Pfam Access Functions

This module defines functions for interfacing Pfam database.

searchPfam(query, **kwargs)[source]

Returns Pfam search results in a dictionary. Matching Pfam accession as keys will map to evalue, alignment start and end residue positions.

Parameters:
  • query (str) – UniProt ID, PDB identifier, a protein sequence, or a sequence file. Sequence queries must not contain without gaps and must be at least 16 characters long
  • timeout (int) – timeout for blocking connection attempt in seconds, default is 60

query can also be a PDB identifier, e.g. '1mkp' or '1mkpA' with chain identifier. UniProt ID of the specified chain, or the first protein chain will be used for searching the Pfam database.

fetchPfamMSA(acc, alignment='full', compressed=False, **kwargs)[source]

Returns a path to the downloaded Pfam MSA file.

Parameters:
  • acc (str) – Pfam ID or Accession Code
  • alignment – alignment type, one of 'full' (default), 'seed', 'ncbi', 'metagenomics', 'rp15', 'rp35', 'rp55', 'rp75' or 'uniprot' where rp stands for representative proteomes
  • compressed – gzip the downloaded MSA file, default is False

Alignment Options

Parameters:
  • format – a Pfam supported MSA file format, one of 'selex', (default), 'stockholm' or 'fasta'
  • order – ordering of sequences, 'tree' (default) or 'alphabetical'
  • inserts – letter case for inserts, 'upper' (default) or 'lower'
  • gaps – gap character, one of 'dashes' (default), 'dots', 'mixed' or None for unaligned

Other Options

Parameters:
  • timeout – timeout for blocking connection attempt in seconds, default is 60
  • outname – out filename, default is input 'acc_alignment.format'
  • folder – output folder, default is '.'
searchUniprotID(query, search_b=False, skip_a=False, **kwargs)[source]

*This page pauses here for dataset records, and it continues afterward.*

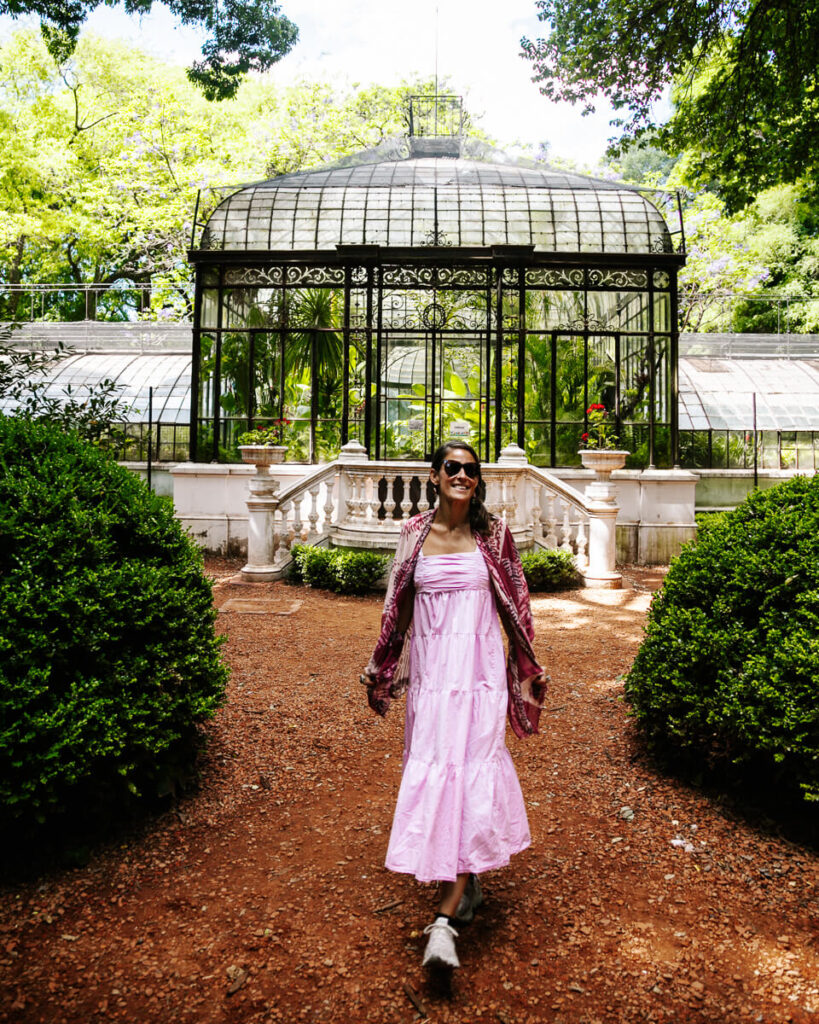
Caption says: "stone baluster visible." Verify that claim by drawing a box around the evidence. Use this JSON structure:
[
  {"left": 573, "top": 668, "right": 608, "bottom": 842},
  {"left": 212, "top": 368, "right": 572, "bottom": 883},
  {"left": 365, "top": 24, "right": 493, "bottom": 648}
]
[
  {"left": 529, "top": 486, "right": 545, "bottom": 542},
  {"left": 344, "top": 470, "right": 355, "bottom": 519},
  {"left": 506, "top": 477, "right": 519, "bottom": 525},
  {"left": 351, "top": 473, "right": 364, "bottom": 519},
  {"left": 418, "top": 476, "right": 429, "bottom": 512},
  {"left": 384, "top": 473, "right": 397, "bottom": 528},
  {"left": 293, "top": 495, "right": 304, "bottom": 544},
  {"left": 277, "top": 502, "right": 293, "bottom": 568},
  {"left": 325, "top": 478, "right": 341, "bottom": 534},
  {"left": 392, "top": 476, "right": 410, "bottom": 523},
  {"left": 541, "top": 492, "right": 557, "bottom": 549},
  {"left": 575, "top": 513, "right": 589, "bottom": 571},
  {"left": 370, "top": 476, "right": 383, "bottom": 527},
  {"left": 560, "top": 502, "right": 571, "bottom": 551},
  {"left": 307, "top": 483, "right": 321, "bottom": 544}
]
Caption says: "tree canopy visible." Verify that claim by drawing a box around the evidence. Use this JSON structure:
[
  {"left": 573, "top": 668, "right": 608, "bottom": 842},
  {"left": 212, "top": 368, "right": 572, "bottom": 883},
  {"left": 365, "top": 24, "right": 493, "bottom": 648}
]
[
  {"left": 0, "top": 0, "right": 299, "bottom": 99},
  {"left": 0, "top": 30, "right": 450, "bottom": 318},
  {"left": 522, "top": 0, "right": 819, "bottom": 212}
]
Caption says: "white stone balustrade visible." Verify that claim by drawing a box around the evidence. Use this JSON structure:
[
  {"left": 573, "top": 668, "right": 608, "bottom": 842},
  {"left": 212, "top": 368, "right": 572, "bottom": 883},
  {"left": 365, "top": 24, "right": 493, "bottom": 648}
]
[{"left": 243, "top": 442, "right": 621, "bottom": 587}]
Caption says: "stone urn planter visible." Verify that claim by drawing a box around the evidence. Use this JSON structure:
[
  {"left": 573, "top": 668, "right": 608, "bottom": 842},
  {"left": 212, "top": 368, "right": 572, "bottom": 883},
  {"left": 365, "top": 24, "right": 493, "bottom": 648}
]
[
  {"left": 577, "top": 449, "right": 629, "bottom": 502},
  {"left": 239, "top": 444, "right": 288, "bottom": 470},
  {"left": 239, "top": 444, "right": 288, "bottom": 583}
]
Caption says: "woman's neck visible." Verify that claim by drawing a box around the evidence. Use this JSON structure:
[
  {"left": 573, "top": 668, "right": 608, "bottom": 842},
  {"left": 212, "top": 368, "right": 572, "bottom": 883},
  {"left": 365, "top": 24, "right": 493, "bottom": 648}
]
[{"left": 433, "top": 495, "right": 469, "bottom": 534}]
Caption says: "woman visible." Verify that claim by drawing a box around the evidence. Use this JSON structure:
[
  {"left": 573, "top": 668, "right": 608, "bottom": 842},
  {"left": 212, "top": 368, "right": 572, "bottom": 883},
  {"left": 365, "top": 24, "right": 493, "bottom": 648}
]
[{"left": 361, "top": 441, "right": 546, "bottom": 968}]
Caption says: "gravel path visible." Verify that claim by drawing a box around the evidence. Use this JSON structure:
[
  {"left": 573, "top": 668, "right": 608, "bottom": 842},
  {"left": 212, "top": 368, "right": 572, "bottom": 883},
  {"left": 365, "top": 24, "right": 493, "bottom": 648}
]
[{"left": 0, "top": 560, "right": 819, "bottom": 1024}]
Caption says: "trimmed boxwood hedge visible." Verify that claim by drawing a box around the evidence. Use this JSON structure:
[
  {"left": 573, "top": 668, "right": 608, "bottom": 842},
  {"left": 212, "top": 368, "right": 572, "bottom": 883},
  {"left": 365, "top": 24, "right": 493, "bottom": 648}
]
[
  {"left": 289, "top": 544, "right": 390, "bottom": 594},
  {"left": 520, "top": 548, "right": 583, "bottom": 592},
  {"left": 626, "top": 476, "right": 819, "bottom": 800},
  {"left": 0, "top": 416, "right": 227, "bottom": 822}
]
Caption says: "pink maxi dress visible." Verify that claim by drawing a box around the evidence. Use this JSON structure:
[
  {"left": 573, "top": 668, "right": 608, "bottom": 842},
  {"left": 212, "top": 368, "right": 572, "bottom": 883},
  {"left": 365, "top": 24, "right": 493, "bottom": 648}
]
[{"left": 386, "top": 549, "right": 530, "bottom": 882}]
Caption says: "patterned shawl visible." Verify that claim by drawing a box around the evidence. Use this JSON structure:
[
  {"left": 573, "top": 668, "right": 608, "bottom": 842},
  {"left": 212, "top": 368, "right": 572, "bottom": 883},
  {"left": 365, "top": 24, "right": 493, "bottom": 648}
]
[{"left": 361, "top": 509, "right": 549, "bottom": 736}]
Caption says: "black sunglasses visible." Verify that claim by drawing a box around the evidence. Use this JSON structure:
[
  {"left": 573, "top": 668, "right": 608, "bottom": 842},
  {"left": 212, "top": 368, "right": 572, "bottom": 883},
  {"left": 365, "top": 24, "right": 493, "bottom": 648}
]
[{"left": 443, "top": 459, "right": 480, "bottom": 480}]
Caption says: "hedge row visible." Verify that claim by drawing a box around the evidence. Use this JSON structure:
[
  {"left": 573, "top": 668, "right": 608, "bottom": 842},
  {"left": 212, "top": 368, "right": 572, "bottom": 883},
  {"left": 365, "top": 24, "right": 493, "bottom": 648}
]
[
  {"left": 626, "top": 476, "right": 819, "bottom": 800},
  {"left": 0, "top": 416, "right": 226, "bottom": 822}
]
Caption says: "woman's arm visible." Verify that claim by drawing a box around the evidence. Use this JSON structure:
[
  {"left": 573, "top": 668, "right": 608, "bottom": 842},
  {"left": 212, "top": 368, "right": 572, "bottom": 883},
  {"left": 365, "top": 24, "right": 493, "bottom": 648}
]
[{"left": 395, "top": 583, "right": 416, "bottom": 636}]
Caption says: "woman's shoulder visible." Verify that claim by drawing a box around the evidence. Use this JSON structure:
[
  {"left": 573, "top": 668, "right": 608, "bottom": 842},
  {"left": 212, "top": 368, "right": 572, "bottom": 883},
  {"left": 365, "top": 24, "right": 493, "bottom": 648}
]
[
  {"left": 486, "top": 513, "right": 508, "bottom": 550},
  {"left": 401, "top": 509, "right": 435, "bottom": 535}
]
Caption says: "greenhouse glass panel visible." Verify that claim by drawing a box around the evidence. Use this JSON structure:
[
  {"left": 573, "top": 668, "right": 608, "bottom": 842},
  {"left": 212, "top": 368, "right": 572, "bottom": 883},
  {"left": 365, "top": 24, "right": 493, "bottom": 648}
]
[{"left": 191, "top": 120, "right": 684, "bottom": 465}]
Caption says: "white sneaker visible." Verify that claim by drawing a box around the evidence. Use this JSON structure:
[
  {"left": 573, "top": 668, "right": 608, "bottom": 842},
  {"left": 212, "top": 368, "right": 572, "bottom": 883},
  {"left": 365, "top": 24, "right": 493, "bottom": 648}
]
[
  {"left": 422, "top": 915, "right": 461, "bottom": 967},
  {"left": 455, "top": 874, "right": 483, "bottom": 925}
]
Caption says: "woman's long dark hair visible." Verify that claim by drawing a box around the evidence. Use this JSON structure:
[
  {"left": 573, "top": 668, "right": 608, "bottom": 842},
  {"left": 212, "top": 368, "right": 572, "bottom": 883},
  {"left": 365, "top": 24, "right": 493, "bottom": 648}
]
[{"left": 432, "top": 441, "right": 491, "bottom": 537}]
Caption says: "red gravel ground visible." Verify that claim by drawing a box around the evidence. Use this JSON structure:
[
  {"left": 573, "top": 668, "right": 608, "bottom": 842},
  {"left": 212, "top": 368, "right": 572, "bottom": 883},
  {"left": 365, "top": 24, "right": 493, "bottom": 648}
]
[{"left": 0, "top": 561, "right": 819, "bottom": 1024}]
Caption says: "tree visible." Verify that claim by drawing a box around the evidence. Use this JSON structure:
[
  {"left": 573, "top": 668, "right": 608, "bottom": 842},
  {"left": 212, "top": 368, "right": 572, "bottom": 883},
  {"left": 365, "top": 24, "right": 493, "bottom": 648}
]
[
  {"left": 0, "top": 0, "right": 299, "bottom": 99},
  {"left": 0, "top": 30, "right": 450, "bottom": 319},
  {"left": 522, "top": 0, "right": 819, "bottom": 212},
  {"left": 0, "top": 324, "right": 127, "bottom": 447}
]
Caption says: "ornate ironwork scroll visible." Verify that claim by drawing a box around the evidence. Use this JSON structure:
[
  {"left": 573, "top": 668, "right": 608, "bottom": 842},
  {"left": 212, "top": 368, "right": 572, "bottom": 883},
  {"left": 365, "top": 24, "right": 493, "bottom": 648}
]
[
  {"left": 589, "top": 267, "right": 648, "bottom": 291},
  {"left": 287, "top": 266, "right": 344, "bottom": 288},
  {"left": 556, "top": 316, "right": 611, "bottom": 333},
  {"left": 525, "top": 266, "right": 585, "bottom": 289},
  {"left": 381, "top": 266, "right": 433, "bottom": 288},
  {"left": 224, "top": 265, "right": 285, "bottom": 288},
  {"left": 648, "top": 234, "right": 674, "bottom": 253},
  {"left": 421, "top": 302, "right": 449, "bottom": 331}
]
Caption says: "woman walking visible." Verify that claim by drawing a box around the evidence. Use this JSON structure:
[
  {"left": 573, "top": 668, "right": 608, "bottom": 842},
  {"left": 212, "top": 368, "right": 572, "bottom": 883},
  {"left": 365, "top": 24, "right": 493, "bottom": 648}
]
[{"left": 361, "top": 441, "right": 546, "bottom": 968}]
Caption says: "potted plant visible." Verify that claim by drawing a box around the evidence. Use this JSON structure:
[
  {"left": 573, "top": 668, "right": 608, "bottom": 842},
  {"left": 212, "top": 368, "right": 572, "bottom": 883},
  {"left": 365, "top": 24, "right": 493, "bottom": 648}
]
[
  {"left": 578, "top": 402, "right": 629, "bottom": 483},
  {"left": 238, "top": 419, "right": 290, "bottom": 467}
]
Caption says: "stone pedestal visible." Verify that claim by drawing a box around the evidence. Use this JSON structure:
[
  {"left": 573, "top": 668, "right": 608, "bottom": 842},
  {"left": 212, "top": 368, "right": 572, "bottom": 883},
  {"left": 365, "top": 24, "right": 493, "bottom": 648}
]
[{"left": 240, "top": 444, "right": 287, "bottom": 583}]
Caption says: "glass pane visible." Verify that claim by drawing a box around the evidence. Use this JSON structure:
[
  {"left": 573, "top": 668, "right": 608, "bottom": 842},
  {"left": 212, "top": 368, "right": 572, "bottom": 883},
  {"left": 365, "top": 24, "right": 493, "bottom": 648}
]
[
  {"left": 252, "top": 331, "right": 283, "bottom": 426},
  {"left": 438, "top": 335, "right": 485, "bottom": 459},
  {"left": 201, "top": 289, "right": 219, "bottom": 327},
  {"left": 381, "top": 333, "right": 425, "bottom": 459},
  {"left": 219, "top": 331, "right": 251, "bottom": 421},
  {"left": 347, "top": 333, "right": 367, "bottom": 444}
]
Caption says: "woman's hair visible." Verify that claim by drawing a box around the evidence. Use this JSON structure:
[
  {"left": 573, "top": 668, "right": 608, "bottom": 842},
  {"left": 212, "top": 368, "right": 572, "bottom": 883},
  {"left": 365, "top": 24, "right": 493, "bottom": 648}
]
[{"left": 432, "top": 441, "right": 491, "bottom": 537}]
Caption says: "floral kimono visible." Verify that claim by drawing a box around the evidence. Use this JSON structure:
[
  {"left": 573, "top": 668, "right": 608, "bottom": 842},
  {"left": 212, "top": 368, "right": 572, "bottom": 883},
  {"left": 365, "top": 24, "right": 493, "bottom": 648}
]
[{"left": 361, "top": 509, "right": 549, "bottom": 736}]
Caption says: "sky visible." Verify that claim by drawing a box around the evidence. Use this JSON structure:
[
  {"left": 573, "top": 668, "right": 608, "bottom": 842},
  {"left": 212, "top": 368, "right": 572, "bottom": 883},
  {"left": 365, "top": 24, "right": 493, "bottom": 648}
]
[{"left": 0, "top": 0, "right": 612, "bottom": 168}]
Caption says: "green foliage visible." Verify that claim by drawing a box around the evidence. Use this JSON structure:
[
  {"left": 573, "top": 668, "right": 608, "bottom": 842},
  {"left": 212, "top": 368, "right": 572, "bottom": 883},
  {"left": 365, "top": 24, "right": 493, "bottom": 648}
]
[
  {"left": 0, "top": 0, "right": 299, "bottom": 99},
  {"left": 520, "top": 548, "right": 580, "bottom": 591},
  {"left": 626, "top": 476, "right": 819, "bottom": 800},
  {"left": 0, "top": 417, "right": 226, "bottom": 821},
  {"left": 0, "top": 324, "right": 125, "bottom": 446},
  {"left": 523, "top": 0, "right": 819, "bottom": 211},
  {"left": 333, "top": 550, "right": 390, "bottom": 594},
  {"left": 0, "top": 30, "right": 454, "bottom": 319},
  {"left": 292, "top": 545, "right": 336, "bottom": 590},
  {"left": 289, "top": 544, "right": 389, "bottom": 594}
]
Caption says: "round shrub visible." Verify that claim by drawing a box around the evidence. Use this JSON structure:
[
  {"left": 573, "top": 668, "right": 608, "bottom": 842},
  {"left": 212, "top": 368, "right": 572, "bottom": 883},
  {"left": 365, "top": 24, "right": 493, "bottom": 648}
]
[
  {"left": 0, "top": 416, "right": 226, "bottom": 821},
  {"left": 626, "top": 476, "right": 819, "bottom": 800},
  {"left": 520, "top": 548, "right": 580, "bottom": 591},
  {"left": 288, "top": 544, "right": 389, "bottom": 594}
]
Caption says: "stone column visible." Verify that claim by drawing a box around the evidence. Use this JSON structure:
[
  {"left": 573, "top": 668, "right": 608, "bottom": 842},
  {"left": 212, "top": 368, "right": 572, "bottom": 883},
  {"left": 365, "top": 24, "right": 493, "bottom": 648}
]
[{"left": 242, "top": 465, "right": 281, "bottom": 583}]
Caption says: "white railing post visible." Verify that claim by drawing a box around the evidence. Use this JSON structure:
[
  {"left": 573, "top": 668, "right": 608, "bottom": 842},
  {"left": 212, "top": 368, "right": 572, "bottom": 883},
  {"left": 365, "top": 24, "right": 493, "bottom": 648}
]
[
  {"left": 584, "top": 501, "right": 622, "bottom": 588},
  {"left": 242, "top": 465, "right": 279, "bottom": 583}
]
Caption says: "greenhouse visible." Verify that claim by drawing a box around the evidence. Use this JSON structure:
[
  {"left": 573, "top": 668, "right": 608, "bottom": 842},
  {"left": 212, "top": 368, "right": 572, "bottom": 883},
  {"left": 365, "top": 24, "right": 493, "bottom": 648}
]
[{"left": 189, "top": 97, "right": 685, "bottom": 467}]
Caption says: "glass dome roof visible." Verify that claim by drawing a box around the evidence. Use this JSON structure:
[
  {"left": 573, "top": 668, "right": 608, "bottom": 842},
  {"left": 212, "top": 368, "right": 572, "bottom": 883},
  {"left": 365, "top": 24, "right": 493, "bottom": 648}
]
[{"left": 200, "top": 139, "right": 673, "bottom": 253}]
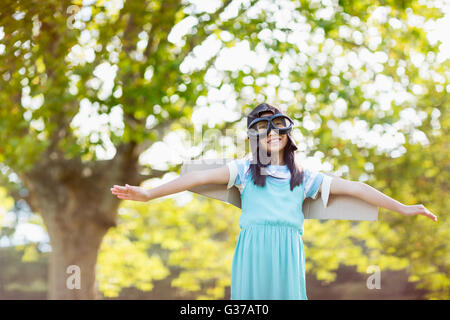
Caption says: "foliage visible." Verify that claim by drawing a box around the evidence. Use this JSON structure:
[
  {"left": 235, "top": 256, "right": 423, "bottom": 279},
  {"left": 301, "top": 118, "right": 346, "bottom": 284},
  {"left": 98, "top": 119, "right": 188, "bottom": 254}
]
[{"left": 0, "top": 0, "right": 450, "bottom": 299}]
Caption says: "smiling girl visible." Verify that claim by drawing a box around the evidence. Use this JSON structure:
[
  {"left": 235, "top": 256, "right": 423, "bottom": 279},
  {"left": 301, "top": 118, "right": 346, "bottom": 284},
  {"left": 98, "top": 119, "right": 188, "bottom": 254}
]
[{"left": 111, "top": 103, "right": 437, "bottom": 300}]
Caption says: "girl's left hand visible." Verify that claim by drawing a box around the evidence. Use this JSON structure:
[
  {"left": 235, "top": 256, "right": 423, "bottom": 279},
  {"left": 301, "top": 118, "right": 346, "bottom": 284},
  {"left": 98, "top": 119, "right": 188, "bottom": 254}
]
[{"left": 401, "top": 204, "right": 437, "bottom": 221}]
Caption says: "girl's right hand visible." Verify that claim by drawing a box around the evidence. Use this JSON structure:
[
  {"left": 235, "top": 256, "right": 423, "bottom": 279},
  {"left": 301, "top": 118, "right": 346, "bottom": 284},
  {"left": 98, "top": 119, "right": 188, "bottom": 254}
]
[{"left": 111, "top": 184, "right": 149, "bottom": 202}]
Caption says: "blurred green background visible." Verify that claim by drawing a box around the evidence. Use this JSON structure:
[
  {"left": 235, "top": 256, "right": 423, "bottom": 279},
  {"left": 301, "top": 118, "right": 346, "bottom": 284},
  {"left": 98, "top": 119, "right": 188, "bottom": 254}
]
[{"left": 0, "top": 0, "right": 450, "bottom": 299}]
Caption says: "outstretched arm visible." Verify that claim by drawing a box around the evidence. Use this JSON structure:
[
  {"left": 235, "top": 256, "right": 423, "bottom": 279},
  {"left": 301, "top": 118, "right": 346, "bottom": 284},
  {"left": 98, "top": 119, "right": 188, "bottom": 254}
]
[
  {"left": 319, "top": 177, "right": 437, "bottom": 221},
  {"left": 111, "top": 165, "right": 230, "bottom": 202}
]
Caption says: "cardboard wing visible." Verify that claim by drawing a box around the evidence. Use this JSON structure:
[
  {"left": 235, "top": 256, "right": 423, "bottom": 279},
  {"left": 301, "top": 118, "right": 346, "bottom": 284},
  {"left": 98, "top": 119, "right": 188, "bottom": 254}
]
[{"left": 180, "top": 158, "right": 378, "bottom": 221}]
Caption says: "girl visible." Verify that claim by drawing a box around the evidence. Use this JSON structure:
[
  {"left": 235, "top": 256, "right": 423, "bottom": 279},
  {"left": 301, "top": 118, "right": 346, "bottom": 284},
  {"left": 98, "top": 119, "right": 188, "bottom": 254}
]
[{"left": 111, "top": 103, "right": 437, "bottom": 300}]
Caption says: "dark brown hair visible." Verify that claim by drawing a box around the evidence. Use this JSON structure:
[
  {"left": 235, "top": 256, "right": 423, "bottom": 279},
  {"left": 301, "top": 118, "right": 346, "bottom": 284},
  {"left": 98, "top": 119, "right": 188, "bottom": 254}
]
[{"left": 247, "top": 103, "right": 303, "bottom": 191}]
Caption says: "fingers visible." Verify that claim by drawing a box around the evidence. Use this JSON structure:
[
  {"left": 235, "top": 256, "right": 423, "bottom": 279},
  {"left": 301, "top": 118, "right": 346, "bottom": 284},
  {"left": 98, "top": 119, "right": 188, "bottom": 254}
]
[
  {"left": 421, "top": 205, "right": 437, "bottom": 221},
  {"left": 111, "top": 184, "right": 128, "bottom": 192},
  {"left": 425, "top": 210, "right": 437, "bottom": 221}
]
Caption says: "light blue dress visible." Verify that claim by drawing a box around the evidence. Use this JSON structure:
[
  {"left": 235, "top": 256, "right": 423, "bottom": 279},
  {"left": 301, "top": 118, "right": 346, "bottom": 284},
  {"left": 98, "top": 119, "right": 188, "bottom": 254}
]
[{"left": 230, "top": 159, "right": 323, "bottom": 300}]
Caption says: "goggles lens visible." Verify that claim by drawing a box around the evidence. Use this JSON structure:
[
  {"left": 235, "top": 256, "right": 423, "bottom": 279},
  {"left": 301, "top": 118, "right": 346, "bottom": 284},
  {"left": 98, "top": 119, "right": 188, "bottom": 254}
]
[{"left": 248, "top": 115, "right": 291, "bottom": 135}]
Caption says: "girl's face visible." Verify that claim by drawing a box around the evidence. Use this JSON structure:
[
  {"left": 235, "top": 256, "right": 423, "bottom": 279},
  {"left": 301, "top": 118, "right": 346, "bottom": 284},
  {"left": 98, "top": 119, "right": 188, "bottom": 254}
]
[{"left": 259, "top": 112, "right": 288, "bottom": 153}]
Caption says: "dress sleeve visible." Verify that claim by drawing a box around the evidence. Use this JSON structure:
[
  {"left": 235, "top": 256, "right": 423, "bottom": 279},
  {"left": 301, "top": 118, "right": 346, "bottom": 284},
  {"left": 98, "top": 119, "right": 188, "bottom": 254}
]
[
  {"left": 227, "top": 159, "right": 250, "bottom": 191},
  {"left": 303, "top": 169, "right": 332, "bottom": 208}
]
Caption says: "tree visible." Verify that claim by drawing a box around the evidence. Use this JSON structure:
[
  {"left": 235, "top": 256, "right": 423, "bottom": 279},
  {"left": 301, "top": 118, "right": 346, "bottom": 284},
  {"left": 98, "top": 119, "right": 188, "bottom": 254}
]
[{"left": 0, "top": 0, "right": 448, "bottom": 299}]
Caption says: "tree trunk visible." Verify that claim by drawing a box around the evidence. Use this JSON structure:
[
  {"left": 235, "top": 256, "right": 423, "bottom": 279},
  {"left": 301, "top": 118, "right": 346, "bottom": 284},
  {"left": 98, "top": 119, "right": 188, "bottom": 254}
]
[
  {"left": 21, "top": 143, "right": 143, "bottom": 300},
  {"left": 48, "top": 221, "right": 107, "bottom": 300}
]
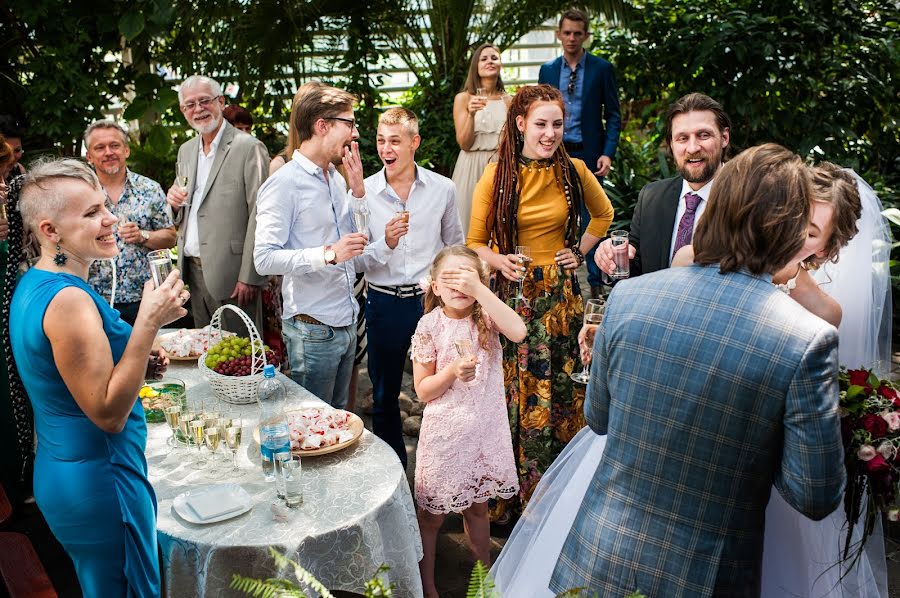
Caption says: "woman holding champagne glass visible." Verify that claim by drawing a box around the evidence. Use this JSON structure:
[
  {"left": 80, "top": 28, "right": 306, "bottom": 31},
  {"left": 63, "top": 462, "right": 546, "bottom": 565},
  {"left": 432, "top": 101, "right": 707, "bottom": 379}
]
[
  {"left": 9, "top": 159, "right": 188, "bottom": 596},
  {"left": 467, "top": 85, "right": 613, "bottom": 521},
  {"left": 451, "top": 44, "right": 510, "bottom": 235}
]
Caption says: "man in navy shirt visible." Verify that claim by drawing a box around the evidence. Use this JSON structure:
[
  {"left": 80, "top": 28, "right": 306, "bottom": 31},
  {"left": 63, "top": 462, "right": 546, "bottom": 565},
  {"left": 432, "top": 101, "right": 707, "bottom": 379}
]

Returns Pfam search results in a dictionary. Matching Pfam accession as keys will map to evalue, alignment start and end residue positions.

Parameters:
  • query (str) – UniProt ID, PDB identifier, protein sequence, or a sequence file. Sequence queries must not contain gaps and must be at least 16 characters long
  • search_b (bool) – search Pfam-B families when True
  • skip_a (bool) – do not search Pfam-A families when True
  • ga (bool) – use gathering threshold when True
  • evalue (float) – user specified e-value cutoff, must be smaller than 10.0
  • timeout (int) – timeout for blocking connection attempt in seconds, default is 60

query can also be a PDB identifier, e.g. '1mkp' or '1mkpA' with chain identifier. UniProt ID of the specified chain, or the first protein chain will be used for searching the Pfam database.

parsePfamPDBs(query, data=[], **kwargs)[source]

Returns a list of AtomGroups containing sections of chains that correspond to a particular PFAM domain family. These are defined by alignment start and end residue numbers.

Parameters:
  • query (str) – UniProt ID or PDB ID If a PDB ID is provided the corresponding UniProt ID is used. If this returns multiple matches then start or end must also be provided. This query is also used for label refinement of the Pfam domain MSA.
  • data (list) – If given the data list from the Pfam mapping table will be output through this argument.
  • start (int) – Residue number for defining the start of the domain. The PFAM domain that starts closest to this will be selected. Default is 1
  • end (int) – Residue number for defining the end of the domain. The PFAM domain that ends closest to this will be selected.